The Gay Marriage Debate

Here is an insane argument against the California Supreme Court ruling:

How, then, can a court invalidate the referendum and over-rule the will of the people? Basically through a kind of legal fraud. The court has to pretend that there is a right to gay marriage even though it is nowhere evident in the state constitution. Read the constitution, hold it up to the light, squeeze lemon juice on it–you won’t see a right to gay marriage in there. It is simply not an enumerated right, nor is it a right that can be clearly derived from other enumerated rights.

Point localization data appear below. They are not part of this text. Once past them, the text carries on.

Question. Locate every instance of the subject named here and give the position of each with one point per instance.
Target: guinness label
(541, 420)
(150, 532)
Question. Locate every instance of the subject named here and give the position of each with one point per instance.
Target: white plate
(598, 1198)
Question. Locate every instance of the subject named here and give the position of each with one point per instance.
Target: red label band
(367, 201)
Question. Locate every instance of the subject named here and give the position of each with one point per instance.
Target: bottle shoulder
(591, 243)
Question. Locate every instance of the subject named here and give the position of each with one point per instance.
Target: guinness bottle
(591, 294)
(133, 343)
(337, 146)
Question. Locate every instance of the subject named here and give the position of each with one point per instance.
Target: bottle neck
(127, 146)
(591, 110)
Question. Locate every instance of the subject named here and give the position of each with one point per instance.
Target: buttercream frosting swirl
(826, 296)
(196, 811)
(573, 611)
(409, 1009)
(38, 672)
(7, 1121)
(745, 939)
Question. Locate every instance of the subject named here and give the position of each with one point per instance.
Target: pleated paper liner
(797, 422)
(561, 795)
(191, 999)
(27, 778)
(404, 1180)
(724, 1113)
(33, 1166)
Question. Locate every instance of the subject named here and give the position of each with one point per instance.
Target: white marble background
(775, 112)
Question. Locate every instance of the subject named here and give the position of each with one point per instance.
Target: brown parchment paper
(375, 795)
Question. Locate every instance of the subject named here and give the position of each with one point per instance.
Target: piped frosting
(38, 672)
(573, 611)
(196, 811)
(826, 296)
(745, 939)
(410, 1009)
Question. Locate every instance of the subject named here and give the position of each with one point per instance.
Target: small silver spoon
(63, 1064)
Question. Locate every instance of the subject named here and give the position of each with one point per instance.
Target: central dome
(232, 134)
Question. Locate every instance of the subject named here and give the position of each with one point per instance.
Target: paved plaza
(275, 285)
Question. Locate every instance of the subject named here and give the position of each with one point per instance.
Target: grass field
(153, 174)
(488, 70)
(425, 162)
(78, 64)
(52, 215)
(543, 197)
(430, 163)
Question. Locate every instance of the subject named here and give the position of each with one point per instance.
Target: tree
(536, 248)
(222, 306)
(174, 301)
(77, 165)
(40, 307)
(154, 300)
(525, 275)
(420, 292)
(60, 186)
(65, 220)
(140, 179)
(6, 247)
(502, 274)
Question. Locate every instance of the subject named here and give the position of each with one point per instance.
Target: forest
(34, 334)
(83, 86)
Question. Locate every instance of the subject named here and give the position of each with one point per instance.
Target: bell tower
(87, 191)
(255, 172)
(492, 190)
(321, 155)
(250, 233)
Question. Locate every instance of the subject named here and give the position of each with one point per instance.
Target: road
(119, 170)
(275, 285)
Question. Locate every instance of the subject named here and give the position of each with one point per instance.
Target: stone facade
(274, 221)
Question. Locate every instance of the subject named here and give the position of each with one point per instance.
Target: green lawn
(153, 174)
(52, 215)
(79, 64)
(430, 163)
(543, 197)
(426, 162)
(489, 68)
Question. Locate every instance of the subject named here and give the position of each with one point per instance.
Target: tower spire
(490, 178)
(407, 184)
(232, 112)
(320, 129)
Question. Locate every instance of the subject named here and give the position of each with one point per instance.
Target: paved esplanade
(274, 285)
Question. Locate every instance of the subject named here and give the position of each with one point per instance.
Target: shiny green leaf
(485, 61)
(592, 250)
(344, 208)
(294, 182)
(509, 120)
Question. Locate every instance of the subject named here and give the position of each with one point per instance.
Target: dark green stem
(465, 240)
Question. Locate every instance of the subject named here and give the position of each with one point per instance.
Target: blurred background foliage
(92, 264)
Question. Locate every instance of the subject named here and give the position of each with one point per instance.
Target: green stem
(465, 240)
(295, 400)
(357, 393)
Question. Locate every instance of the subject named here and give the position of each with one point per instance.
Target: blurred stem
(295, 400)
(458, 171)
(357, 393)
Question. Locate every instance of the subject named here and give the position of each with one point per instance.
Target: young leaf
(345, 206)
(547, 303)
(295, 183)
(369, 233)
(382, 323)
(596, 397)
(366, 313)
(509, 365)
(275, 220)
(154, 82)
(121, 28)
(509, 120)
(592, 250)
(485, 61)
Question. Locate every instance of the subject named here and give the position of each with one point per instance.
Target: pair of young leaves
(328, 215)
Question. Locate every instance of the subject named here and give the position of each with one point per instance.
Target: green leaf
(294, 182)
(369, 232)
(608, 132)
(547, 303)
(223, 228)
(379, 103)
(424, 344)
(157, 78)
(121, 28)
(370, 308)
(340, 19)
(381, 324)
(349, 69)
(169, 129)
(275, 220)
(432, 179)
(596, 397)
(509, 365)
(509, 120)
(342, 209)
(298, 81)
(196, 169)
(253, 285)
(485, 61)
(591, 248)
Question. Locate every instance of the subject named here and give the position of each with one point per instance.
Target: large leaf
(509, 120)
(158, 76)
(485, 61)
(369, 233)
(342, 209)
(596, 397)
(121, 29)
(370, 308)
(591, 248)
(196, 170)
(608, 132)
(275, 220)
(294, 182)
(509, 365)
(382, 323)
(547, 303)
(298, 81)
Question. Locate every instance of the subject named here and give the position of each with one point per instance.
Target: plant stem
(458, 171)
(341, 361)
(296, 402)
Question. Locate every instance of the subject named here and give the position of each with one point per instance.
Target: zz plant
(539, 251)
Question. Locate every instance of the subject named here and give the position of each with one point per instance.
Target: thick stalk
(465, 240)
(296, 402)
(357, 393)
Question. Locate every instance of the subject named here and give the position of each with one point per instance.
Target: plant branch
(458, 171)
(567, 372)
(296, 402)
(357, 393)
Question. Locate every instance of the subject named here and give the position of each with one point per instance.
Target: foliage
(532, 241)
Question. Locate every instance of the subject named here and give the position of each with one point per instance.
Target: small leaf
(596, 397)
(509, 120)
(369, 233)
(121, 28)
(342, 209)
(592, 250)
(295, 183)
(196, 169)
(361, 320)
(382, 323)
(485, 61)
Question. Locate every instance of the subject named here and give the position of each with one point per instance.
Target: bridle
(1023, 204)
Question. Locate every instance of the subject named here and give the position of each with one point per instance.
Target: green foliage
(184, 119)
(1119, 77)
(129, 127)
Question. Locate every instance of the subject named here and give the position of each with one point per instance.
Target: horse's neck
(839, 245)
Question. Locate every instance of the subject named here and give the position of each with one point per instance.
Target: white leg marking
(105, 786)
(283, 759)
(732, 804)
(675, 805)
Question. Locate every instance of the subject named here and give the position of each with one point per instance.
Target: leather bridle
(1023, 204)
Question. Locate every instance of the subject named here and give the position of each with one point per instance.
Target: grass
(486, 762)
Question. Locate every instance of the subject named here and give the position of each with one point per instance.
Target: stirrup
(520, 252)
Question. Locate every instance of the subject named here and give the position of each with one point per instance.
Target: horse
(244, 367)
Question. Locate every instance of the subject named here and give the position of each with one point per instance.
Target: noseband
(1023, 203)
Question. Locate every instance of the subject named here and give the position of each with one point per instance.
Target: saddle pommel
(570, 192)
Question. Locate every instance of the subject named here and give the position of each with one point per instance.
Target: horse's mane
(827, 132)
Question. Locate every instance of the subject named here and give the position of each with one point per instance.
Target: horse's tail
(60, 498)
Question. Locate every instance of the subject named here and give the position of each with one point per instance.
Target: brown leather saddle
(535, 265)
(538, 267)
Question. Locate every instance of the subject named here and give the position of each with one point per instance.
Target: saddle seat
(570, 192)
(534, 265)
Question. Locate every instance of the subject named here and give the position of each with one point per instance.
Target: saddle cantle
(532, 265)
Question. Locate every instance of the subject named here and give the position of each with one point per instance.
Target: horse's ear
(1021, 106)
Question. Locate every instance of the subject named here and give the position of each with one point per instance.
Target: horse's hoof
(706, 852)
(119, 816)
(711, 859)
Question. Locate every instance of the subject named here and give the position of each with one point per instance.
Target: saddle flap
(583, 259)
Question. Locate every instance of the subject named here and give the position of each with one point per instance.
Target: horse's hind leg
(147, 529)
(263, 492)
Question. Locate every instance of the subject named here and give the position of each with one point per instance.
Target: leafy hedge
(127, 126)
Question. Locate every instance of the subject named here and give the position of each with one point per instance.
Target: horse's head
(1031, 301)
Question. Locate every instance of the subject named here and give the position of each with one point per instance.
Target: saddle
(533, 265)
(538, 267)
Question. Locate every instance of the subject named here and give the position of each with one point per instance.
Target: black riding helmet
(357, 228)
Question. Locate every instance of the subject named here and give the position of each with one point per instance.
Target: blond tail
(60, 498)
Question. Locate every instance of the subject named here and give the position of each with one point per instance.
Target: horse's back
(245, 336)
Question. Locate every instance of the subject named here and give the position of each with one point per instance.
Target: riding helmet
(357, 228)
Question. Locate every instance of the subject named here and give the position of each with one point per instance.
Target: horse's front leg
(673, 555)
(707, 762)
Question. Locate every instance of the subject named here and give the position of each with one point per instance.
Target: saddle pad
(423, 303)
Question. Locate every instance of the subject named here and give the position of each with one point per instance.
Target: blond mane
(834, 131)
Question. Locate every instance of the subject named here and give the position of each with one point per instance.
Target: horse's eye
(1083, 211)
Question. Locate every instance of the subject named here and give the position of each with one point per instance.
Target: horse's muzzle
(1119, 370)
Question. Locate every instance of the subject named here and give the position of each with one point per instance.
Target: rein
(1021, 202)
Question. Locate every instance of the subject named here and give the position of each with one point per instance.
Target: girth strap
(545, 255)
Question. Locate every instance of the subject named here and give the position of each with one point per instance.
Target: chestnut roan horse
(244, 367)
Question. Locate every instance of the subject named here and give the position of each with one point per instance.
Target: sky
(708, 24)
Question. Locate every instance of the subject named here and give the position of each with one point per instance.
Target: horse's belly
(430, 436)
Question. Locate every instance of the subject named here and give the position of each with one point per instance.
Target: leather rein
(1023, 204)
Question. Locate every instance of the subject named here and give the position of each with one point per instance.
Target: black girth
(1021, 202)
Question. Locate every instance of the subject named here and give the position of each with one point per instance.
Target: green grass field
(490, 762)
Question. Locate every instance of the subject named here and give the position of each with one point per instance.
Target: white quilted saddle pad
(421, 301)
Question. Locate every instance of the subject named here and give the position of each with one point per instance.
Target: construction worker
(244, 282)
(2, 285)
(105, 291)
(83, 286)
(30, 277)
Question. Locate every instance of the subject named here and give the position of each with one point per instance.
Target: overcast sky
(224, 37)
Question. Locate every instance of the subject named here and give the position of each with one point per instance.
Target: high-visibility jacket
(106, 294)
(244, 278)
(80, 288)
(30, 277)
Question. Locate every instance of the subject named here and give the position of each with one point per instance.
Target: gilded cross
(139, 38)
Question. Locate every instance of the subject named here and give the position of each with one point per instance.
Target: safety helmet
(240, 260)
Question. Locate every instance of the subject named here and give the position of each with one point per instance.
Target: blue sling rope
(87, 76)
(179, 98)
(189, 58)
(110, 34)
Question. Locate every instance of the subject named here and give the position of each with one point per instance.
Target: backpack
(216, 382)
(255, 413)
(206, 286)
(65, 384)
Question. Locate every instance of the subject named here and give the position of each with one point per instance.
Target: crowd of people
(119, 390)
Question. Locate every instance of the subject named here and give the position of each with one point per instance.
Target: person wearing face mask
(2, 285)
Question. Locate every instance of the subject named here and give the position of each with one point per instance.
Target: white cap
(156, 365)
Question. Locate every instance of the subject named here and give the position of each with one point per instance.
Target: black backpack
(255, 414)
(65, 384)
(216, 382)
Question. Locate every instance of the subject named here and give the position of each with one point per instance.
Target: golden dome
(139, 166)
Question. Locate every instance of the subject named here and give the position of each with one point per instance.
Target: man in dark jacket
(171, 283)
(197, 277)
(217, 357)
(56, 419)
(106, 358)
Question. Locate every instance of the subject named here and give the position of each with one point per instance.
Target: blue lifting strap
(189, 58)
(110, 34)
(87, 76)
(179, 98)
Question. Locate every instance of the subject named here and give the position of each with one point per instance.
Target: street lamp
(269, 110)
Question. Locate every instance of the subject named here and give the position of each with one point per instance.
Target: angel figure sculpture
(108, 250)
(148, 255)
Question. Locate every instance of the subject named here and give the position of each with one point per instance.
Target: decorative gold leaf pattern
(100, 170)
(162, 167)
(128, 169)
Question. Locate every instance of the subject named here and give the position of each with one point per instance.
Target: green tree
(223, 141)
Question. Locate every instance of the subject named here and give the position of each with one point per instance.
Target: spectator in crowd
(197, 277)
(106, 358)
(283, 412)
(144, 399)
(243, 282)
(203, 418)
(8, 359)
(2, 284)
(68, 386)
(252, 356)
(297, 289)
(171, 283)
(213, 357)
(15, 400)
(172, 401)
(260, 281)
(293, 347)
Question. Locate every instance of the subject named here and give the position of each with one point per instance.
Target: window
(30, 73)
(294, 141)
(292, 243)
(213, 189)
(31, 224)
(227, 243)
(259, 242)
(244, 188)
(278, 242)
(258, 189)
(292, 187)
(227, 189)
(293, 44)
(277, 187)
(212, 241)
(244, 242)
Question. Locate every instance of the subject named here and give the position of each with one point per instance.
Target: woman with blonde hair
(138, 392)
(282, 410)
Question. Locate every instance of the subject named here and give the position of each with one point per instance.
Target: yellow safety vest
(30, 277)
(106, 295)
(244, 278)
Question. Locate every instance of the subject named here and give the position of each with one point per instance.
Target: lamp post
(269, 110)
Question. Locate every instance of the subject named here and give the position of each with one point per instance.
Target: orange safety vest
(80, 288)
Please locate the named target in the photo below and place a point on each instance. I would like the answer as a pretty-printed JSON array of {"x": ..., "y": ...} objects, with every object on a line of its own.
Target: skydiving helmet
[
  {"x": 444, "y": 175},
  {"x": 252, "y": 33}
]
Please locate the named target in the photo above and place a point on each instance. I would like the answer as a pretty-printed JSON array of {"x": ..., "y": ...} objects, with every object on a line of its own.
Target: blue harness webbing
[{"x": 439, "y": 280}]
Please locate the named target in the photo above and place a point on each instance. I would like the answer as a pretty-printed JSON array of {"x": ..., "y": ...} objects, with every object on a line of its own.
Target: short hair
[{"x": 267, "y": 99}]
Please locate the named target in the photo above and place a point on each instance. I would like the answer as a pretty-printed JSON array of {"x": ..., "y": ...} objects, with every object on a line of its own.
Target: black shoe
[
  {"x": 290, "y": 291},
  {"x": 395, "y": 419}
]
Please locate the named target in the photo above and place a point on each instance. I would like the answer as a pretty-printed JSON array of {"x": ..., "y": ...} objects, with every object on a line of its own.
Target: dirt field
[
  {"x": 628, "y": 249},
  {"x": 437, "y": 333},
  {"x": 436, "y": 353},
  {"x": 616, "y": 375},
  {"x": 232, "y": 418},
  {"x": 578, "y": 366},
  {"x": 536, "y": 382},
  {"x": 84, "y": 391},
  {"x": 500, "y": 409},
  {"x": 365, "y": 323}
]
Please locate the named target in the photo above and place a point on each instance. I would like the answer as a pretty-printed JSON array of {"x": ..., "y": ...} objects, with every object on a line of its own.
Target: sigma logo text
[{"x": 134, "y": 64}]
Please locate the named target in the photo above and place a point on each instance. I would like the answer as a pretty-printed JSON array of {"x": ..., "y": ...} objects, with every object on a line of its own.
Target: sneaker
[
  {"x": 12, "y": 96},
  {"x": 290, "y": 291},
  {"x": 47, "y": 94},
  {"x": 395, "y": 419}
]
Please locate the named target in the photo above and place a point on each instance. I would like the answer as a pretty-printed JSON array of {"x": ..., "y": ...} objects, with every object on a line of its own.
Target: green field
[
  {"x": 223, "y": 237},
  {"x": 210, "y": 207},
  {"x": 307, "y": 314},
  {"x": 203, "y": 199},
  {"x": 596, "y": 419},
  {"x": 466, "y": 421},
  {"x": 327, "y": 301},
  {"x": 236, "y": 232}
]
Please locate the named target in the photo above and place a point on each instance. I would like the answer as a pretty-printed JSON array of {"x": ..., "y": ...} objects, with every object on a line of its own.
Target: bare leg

And here is that argument torn to pieces:

I bet there’s a whole range of unenumerated rights the court has rightly protected that D’Souza is all for. Nowhere in the constitution does it mention any right to travel from state to state, or to send one’s children to private school (or to homeschool them, for that matter), or the right to read a book if one chooses to. Read the constitution, hold it up to the light, squeeze lemon juice on it - you won’t see any of those rights mentioned. Yet the courts have rightly protected them anyway.

Supreme Courts exist precisely in order to counter democracy. The Founding Fathers feared unfiltered democracy (mob rule) more than just about anything. Those Courts’ function is to protect minorities from the whims of majorities. The so-called Conservatives only remember this principle when it happens to suit them to remember it.